Call it calibrating your brain or judging light quality, the facts are that you CAN figure it out without a lot of trouble if you just pay attention.
The human eye/brain combination are designed to set your 'exposure' if you will, using features similar to a camera lens - the iris, which expands and contracts to let more or less light in, as well as features that no camera lens has, but digital sensors are starting to have, which sets 'ISO' if you will, in terms of brightness level.
The human eye/brain combination are far superior to any camera ever made in terms of ability to record dynamic range or latitude.

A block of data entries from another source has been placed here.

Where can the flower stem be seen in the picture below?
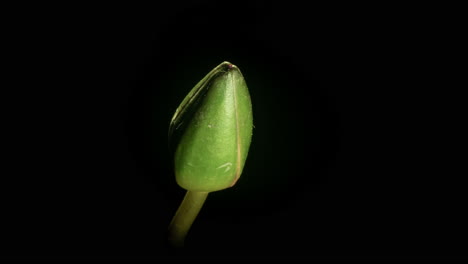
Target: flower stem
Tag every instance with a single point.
(184, 217)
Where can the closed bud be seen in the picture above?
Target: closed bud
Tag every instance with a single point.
(214, 128)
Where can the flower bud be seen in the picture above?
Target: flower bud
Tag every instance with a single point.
(214, 122)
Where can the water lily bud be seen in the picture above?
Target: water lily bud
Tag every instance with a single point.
(215, 126)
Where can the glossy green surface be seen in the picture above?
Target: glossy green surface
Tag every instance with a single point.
(212, 150)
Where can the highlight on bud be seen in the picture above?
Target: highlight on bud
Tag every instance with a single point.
(214, 124)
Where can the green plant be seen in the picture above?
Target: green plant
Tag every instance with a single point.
(214, 128)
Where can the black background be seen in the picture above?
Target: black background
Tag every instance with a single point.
(345, 157)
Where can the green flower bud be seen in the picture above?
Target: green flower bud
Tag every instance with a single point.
(215, 126)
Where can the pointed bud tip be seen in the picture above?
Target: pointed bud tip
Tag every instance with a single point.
(229, 65)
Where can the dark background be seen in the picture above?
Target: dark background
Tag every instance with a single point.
(345, 160)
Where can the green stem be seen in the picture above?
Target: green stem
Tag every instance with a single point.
(184, 217)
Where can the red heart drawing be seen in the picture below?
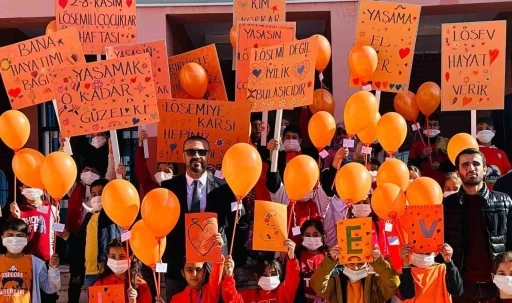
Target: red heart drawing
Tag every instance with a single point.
(493, 54)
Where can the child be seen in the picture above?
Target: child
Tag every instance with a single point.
(452, 183)
(194, 274)
(115, 274)
(426, 279)
(356, 284)
(24, 276)
(271, 288)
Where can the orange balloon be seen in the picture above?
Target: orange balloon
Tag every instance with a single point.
(393, 171)
(14, 129)
(321, 129)
(300, 177)
(323, 55)
(388, 201)
(424, 191)
(391, 131)
(369, 134)
(362, 61)
(194, 80)
(157, 202)
(26, 165)
(428, 97)
(144, 245)
(353, 182)
(51, 27)
(58, 174)
(121, 202)
(359, 110)
(406, 105)
(241, 167)
(322, 101)
(458, 143)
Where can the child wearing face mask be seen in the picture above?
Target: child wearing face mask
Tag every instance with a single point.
(271, 289)
(24, 277)
(423, 279)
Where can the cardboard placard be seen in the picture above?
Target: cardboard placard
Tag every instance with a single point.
(99, 23)
(200, 230)
(355, 240)
(391, 29)
(157, 50)
(206, 57)
(282, 76)
(473, 65)
(270, 229)
(107, 294)
(221, 123)
(25, 66)
(255, 35)
(425, 227)
(105, 95)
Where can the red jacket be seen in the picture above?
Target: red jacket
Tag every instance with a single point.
(285, 292)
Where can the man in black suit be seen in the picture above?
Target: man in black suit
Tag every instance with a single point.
(197, 191)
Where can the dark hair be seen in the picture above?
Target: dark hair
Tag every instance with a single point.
(16, 225)
(470, 151)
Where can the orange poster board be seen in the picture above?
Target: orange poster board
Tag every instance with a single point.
(355, 240)
(222, 123)
(200, 230)
(206, 57)
(107, 294)
(391, 29)
(425, 227)
(25, 66)
(254, 35)
(282, 76)
(270, 230)
(157, 50)
(99, 23)
(473, 65)
(105, 95)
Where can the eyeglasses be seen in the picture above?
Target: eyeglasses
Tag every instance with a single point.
(193, 152)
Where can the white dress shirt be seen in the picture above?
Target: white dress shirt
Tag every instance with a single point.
(202, 187)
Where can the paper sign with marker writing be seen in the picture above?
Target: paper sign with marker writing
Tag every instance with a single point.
(25, 66)
(200, 231)
(270, 229)
(355, 240)
(255, 35)
(282, 76)
(206, 57)
(425, 227)
(105, 95)
(107, 294)
(221, 123)
(100, 23)
(157, 50)
(391, 29)
(473, 65)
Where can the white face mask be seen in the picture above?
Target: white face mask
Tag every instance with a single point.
(485, 136)
(32, 193)
(117, 267)
(161, 176)
(504, 283)
(431, 132)
(361, 210)
(98, 141)
(355, 275)
(88, 177)
(312, 243)
(14, 245)
(269, 283)
(422, 261)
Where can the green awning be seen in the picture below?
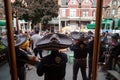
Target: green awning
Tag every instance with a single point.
(105, 23)
(91, 26)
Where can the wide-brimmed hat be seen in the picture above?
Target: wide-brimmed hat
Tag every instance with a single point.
(54, 41)
(75, 35)
(18, 39)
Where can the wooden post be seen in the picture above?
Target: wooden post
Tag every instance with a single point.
(97, 39)
(10, 37)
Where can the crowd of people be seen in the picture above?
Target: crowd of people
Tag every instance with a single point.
(53, 66)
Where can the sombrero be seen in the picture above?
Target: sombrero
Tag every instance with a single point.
(18, 39)
(54, 41)
(75, 35)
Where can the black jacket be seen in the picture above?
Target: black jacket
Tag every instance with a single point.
(78, 51)
(53, 66)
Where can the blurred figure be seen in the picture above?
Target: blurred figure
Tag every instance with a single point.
(80, 55)
(53, 66)
(21, 56)
(34, 40)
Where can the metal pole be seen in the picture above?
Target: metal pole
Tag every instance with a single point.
(10, 37)
(17, 25)
(97, 39)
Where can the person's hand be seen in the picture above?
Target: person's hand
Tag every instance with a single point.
(37, 59)
(33, 58)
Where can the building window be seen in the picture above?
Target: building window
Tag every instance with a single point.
(72, 12)
(85, 13)
(73, 1)
(63, 12)
(86, 1)
(114, 2)
(107, 13)
(113, 11)
(94, 14)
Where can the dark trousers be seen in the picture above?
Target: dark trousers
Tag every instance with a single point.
(82, 65)
(37, 50)
(21, 73)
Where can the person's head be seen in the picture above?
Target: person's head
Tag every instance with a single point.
(37, 31)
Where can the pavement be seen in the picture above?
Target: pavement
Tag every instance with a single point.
(31, 74)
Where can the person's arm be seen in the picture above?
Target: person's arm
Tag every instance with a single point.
(40, 69)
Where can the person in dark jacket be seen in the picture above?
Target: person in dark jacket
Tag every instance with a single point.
(80, 55)
(22, 56)
(53, 66)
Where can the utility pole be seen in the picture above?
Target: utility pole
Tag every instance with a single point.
(11, 48)
(96, 50)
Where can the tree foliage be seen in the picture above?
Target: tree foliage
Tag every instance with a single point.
(36, 10)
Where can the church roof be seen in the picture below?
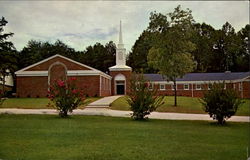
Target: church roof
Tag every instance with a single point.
(203, 76)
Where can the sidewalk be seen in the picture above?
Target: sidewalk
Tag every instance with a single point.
(103, 102)
(116, 113)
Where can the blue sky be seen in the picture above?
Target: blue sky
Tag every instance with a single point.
(83, 23)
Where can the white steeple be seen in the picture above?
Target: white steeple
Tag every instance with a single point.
(120, 55)
(120, 44)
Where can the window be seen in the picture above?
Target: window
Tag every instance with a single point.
(186, 86)
(209, 86)
(162, 87)
(198, 87)
(172, 86)
(240, 86)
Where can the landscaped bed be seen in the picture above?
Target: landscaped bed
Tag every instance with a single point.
(36, 103)
(185, 105)
(42, 137)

But the brain does not report to the conscious mind what 'f-stop' the iris was set at, nor what 'ISO' the brain choose to impose in order that you not be overpowered by strong light or left in the dark by dim light.
In other words, the human brain is a very poor judge of absolute light levels.
Can you 'train' your memory to recognize similar situations of lighting, and to remember what settings were effective at that time? Yes, I'm sure, and I'm sure that's what you were doing. Did it work? Sure, I believe you when you say it did.
But it is a guess, and highly prone to error. If the day had not be pretty much just as you recalled, your guess would have failed. Perhaps the error would fall within the ability of the film or sensor to cover by exposure latitude, and perhaps not.
You cannot train your brain to recognize 'this is EV 14, this is EV 10' and so on. It just isn't possible.
So your eye cannot be a meter. You can only be a relatively good rememberer/guesser. If the scene you wish to photograph is outside your frame of reference, you have nothing to rely upon.
From the earliest days of photography, photographers knew this and strove to invent mechanisms to measure light.
We don't say
'I just guess at shutter speed, why actually set the speed?' We never guess at aperture or focus, we want control over those things.
Why would we not want control over exposure?